Italy will scrap a value-added tax increase planned since last year while its economy reels from the novel coronavirus pandemic, the government said. 

The plan, which the government announced cancellation of Thursday, would have raised VAT from 22% to 25%. The measure was intended to fill gaps in Italy's budget that left the country at risk of breaching the euro currency area's limits on deficits. Along with abandoning the VAT increase, the country will suspend a tax on plastics and sugar until January, the announcement said.

The VAT increase, which had been delayed several times before, was meant to ensure Italy remained within the euro currency budget deficit rule of 3% of gross domestic product. Subsequently, the fiscal rules have been relaxed amid the economic fallout of COVID-19, the respiratory disease caused by the virus.

The government's actions likely will come as a relief to businesses, one practitioner said, but he added that it could strain countries' budgets in the second half of the year.

"Quashing the VAT rise provides businesses with some planning headroom" to deal with the crisis, Richard Asquith, head of indirect tax at Avalara, told Law360. However, it may be premature "given the need that all countries will face in the second half of 2020 to start consolidating their financial positions as the COVID-19 lockdown eases."
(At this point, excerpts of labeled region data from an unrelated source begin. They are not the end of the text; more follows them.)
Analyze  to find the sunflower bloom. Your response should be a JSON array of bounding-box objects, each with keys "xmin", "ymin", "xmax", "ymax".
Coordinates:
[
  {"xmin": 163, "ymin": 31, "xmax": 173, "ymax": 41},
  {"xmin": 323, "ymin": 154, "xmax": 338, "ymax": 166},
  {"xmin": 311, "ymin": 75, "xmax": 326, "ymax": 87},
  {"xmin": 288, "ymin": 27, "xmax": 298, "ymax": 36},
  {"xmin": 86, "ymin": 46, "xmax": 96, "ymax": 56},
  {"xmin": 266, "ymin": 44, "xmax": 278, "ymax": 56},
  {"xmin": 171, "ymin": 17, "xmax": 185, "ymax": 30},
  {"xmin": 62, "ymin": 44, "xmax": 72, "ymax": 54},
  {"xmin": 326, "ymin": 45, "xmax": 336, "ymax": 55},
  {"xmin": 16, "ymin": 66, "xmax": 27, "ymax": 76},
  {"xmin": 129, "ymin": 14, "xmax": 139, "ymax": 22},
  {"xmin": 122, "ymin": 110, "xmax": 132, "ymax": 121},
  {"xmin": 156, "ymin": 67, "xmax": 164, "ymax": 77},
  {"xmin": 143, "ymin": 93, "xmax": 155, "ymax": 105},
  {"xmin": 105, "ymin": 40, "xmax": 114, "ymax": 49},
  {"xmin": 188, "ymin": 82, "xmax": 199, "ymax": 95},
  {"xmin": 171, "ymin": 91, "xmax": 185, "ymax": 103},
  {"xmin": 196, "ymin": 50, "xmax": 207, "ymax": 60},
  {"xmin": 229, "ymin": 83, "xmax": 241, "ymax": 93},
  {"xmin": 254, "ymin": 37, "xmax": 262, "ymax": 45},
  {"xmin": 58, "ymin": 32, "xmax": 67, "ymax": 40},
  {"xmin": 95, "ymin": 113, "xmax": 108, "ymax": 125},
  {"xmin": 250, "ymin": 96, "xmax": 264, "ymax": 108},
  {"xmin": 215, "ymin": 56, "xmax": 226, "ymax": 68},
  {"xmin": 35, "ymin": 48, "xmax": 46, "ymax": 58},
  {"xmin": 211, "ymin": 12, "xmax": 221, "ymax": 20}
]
Once economies start to stabilize and financial markets begin to demand new budget plans, "VAT is going to be the prime candidate for increasing," Asquith said.

Italy was the first European country to experience a severe outbreak of the virus and is just emerging from a severe lockdown that has been in place in some regions of the country since late February.

The country was at one point the epicenter of the pandemic in Europe and then the world, grim distinctions it has since passed to the United Kingdom and the United States. Italy's economy is set to contract by 9.5% this year, according to figures released by the European Union in early May.

The country has been at the forefront of calls to issue so-called coronabonds — whereby all countries that use the euro currency would issue debt together so as to borrow at a lower rate — to help countries in the European south deal with the economic fallout from the virus.

The Italian finance ministry could not be reached for additional comment.